どうやら彼女もすこし早く目が覚めてしまったようだ。
「おはよう」
「おはよ〜、早いね」
「君の方が早いでしょ。寝れた?」
「ばっちり、なんならいつもよりスッキリしてるかも」
「そりゃよかった」
彼女はすでにメイクを軽く済ませ、ポットにほうじ茶を入れてくれていた。
甘く香ばしい香りが部屋に漂っている。ずずず、と啜ると、湯呑みの底に茶葉が残っていて、少しむせた。

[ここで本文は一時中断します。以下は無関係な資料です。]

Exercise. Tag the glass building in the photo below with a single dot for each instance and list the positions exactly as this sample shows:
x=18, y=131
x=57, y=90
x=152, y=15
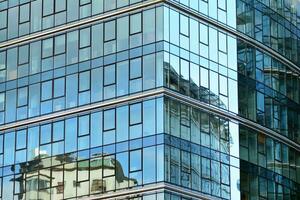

彼女は、いつでも出れるよ、と声をかけ自分の部屋に戻っていった。
顔を洗って、歯を磨く。着ていく服は何にしよう。運転がしやすいように、ストレットが効いた大きめのチノパンと、お気に入りのラルフローレンのシャツを羽織っていくことにした。
行こう、と声をかけ、二人で玄関を出る。
「やっぱり、なんか、変な感じだね」
「久しぶりに出かけるからなぁ」
学生最後の年に買った、白のセダンに乗り込み、シートベルトを閉める。
ローンは一昨年払い終えたばかりだった。
あたりは静まり返っていて、車のエンジン音だけが不自然に響き渡っていく。
バックミラーに目をやると、空が少し明るんでいるのがわかる。
「こんな早い時間に出かけるなんて、いつ以来だろう」
「そうだね、お腹すいた〜」
「コンビニに寄ろうか」
「そうしよう」
細い道から国道に入ってしばらく走らせると、お目当てのコンビニにたどり着いた。大型トラックが駐車できるスペースがあり、店舗の前では長距離ドライバーであろう男性たちが、煙草を燻らせながら語らいあっていた。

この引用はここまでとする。